With apologies to Robert Asprin, the headline from the Washington Post (Persistence of Myths Could Alter Public Policy Approach) raised some interesting questions about how we use data in decision making and create energy around community improvement.
The research behind the article suggests that correcting misinformation reinforces the misinformation. If you directly confront falsehood by rebutting it, people remember the falsehood as true -- and they'll claim you were the source! From the article:
The federal Centers for Disease Control and Prevention recently issued a flier to combat myths about the flu vaccine. It recited various commonly held views and labeled them either "true" or "false." Among those identified as false were statements such as "The side effects are worse than the flu" and "Only older people need flu vaccine."
When University of Michigan social psychologist Norbert Schwarz had volunteers read the CDC flier, however, he found that within 30 minutes, older people misremembered 28 percent of the false statements as true. Three days later, they remembered 40 percent of the myths as factual.
Younger people did better at first, but three days later they made as many errors as older people did after 30 minutes. Most troubling was that people of all ages now felt that the source of their false beliefs was the respected CDC.
The psychological insights yielded by the research, which has been confirmed in a number of peer-reviewed laboratory experiments, have broad implications for public policy. The conventional response to myths and urban legends is to counter bad information with accurate information. But the new psychological studies show that denials and clarifications, for all their intuitive appeal, can paradoxically contribute to the resiliency of popular myths.
For those of us involved in community indicators work, this is troubling news -- perhaps as discouraging as learning that facts and figures make us care less.
Denials don't work, according to the article -- they only reinforce the myth. Silence doesn't work either:
So is silence the best way to deal with myths? Unfortunately, the answer to that question also seems to be no.
Another recent study found that when accusations or assertions are met with silence, they are more likely to feel true, said Peter Kim, an organizational psychologist at the University of Southern California. He published his study in the Journal of Applied Psychology.
So what can we do about it? One approach may be to create a new story, where the data are integral to the story itself -- like the Three Little Pigs. The answer may not be to combat the false information directly, but to crowd it out with a new story -- which, through repetition, becomes lodged as fact.

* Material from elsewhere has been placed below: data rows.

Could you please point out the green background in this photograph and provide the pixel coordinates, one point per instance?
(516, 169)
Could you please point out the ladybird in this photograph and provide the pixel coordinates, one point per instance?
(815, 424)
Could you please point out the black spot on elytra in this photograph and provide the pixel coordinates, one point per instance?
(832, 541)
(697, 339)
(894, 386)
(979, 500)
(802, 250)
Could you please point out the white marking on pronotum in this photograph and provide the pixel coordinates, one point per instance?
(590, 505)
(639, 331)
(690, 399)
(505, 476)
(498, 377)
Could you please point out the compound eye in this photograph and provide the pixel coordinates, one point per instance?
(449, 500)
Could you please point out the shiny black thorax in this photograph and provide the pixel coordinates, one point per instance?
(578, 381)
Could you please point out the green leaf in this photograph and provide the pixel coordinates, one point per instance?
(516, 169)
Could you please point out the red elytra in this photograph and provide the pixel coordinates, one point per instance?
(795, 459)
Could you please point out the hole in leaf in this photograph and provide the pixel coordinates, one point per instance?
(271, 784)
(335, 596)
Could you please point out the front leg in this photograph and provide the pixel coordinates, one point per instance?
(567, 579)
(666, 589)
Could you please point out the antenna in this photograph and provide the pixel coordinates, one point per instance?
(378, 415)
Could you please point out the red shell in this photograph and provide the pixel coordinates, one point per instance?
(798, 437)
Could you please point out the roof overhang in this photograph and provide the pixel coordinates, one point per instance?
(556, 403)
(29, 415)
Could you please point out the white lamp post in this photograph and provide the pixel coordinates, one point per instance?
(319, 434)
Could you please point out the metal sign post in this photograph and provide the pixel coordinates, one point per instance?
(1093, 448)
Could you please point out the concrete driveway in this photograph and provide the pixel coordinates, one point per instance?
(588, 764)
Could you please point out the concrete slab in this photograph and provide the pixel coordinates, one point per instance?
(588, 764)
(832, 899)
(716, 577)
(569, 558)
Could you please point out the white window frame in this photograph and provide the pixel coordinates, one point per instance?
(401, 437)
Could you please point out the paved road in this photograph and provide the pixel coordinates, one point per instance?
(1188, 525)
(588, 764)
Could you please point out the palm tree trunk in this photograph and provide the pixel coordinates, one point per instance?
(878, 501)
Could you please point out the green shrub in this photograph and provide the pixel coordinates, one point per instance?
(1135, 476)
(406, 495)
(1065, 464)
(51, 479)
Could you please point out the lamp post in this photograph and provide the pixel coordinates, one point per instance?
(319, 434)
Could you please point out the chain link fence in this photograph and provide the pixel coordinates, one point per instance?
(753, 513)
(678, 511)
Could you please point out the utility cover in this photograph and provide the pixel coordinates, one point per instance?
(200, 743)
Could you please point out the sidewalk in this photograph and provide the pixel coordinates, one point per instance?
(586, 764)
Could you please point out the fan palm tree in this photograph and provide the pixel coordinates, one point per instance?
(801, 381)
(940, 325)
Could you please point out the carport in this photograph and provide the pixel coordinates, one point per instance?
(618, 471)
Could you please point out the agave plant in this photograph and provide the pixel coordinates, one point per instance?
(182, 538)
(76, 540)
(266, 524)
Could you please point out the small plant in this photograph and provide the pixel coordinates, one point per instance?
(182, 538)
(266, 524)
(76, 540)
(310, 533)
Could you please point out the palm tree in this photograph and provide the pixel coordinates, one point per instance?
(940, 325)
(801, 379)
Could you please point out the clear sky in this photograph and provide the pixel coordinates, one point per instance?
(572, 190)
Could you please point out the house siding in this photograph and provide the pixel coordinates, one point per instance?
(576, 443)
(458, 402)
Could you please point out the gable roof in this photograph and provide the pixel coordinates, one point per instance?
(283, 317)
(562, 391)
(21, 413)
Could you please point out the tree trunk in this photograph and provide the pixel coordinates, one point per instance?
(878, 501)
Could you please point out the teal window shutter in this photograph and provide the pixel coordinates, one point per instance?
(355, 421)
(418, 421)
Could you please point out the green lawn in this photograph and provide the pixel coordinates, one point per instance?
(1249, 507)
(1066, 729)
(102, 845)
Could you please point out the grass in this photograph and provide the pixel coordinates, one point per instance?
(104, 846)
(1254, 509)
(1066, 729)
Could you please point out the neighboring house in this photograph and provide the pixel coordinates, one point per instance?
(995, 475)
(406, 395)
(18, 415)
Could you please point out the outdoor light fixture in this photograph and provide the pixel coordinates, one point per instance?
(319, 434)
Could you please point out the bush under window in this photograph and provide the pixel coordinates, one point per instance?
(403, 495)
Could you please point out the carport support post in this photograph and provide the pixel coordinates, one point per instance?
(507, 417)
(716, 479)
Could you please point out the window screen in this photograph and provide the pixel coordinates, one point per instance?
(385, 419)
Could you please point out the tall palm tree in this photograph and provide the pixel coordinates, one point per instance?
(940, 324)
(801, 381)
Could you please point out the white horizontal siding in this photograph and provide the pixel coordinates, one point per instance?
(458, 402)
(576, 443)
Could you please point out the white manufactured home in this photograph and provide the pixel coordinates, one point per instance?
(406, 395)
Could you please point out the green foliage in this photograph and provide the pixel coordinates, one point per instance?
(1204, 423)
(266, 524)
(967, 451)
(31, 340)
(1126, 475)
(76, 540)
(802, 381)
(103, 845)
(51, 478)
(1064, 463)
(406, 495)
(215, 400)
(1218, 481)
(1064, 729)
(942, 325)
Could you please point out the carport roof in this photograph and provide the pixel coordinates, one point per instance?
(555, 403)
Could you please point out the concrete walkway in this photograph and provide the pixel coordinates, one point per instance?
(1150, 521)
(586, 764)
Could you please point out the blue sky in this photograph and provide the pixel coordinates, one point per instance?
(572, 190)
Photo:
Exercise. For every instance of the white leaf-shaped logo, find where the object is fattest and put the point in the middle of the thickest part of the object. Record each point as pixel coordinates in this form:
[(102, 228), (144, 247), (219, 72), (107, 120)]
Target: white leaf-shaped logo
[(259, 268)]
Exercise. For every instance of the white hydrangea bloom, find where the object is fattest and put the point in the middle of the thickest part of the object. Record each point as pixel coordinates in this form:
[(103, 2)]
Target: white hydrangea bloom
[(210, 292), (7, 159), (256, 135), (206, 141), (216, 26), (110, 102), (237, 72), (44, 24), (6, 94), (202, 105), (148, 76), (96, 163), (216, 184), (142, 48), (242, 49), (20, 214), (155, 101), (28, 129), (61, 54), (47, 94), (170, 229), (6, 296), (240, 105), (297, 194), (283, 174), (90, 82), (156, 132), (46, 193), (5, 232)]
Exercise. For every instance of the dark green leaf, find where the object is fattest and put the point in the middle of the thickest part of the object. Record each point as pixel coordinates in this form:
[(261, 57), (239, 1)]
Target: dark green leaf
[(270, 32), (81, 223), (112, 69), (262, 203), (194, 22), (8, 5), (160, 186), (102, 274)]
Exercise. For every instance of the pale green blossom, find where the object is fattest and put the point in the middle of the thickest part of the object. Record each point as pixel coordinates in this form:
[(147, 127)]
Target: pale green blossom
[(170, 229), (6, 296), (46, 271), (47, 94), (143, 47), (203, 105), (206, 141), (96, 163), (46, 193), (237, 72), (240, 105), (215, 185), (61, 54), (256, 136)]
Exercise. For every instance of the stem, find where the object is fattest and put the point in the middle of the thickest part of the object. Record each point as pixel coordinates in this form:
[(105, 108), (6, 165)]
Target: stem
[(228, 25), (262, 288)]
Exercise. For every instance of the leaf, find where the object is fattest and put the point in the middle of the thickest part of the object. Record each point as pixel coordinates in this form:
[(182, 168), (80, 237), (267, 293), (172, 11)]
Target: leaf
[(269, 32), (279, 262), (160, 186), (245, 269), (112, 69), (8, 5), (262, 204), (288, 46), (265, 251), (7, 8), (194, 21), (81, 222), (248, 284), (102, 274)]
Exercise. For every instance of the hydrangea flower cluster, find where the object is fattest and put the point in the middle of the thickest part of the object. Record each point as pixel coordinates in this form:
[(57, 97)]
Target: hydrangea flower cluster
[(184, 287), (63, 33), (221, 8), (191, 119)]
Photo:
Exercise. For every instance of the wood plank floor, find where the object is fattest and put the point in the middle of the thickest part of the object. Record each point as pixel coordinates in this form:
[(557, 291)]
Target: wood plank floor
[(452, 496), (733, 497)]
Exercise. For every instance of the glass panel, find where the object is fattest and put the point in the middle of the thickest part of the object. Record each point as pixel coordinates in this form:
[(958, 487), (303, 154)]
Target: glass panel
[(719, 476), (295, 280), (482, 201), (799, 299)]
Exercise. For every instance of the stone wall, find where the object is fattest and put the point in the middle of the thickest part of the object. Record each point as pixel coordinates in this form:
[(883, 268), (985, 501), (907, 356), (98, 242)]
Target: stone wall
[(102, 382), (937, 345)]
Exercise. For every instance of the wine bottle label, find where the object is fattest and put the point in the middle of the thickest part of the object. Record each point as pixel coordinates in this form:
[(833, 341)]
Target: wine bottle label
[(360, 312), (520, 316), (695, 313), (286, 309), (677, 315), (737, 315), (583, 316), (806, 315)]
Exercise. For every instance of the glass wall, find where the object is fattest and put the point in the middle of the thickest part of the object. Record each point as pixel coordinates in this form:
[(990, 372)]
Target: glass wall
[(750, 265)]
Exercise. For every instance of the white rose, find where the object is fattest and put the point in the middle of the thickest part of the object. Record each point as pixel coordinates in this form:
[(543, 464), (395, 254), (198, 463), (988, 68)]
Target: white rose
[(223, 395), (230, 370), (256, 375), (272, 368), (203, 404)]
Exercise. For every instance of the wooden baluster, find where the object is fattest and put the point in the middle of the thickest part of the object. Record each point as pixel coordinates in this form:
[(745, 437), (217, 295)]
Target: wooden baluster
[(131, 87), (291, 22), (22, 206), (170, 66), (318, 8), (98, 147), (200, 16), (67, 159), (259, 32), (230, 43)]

But be careful -- we used a number to draw attention to the problem of adult functional illiteracy in our community, and that number took on a life of its own -- soon that particular percentage point was used to point out how horrible illiteracy was in our community, and without reinforcement that number was used for the next seven years as a rallying point to bring the issue to the front. (We grew to hate that number, because its significance was lost as it outgrew its context. And no, I won't repeat the number!) Only by telling a different story without referencing the original number (and quietly talking to those who were repeating it the loudest) did the conversation change.
What other successful strategies have you used to displace myth with real data in your community?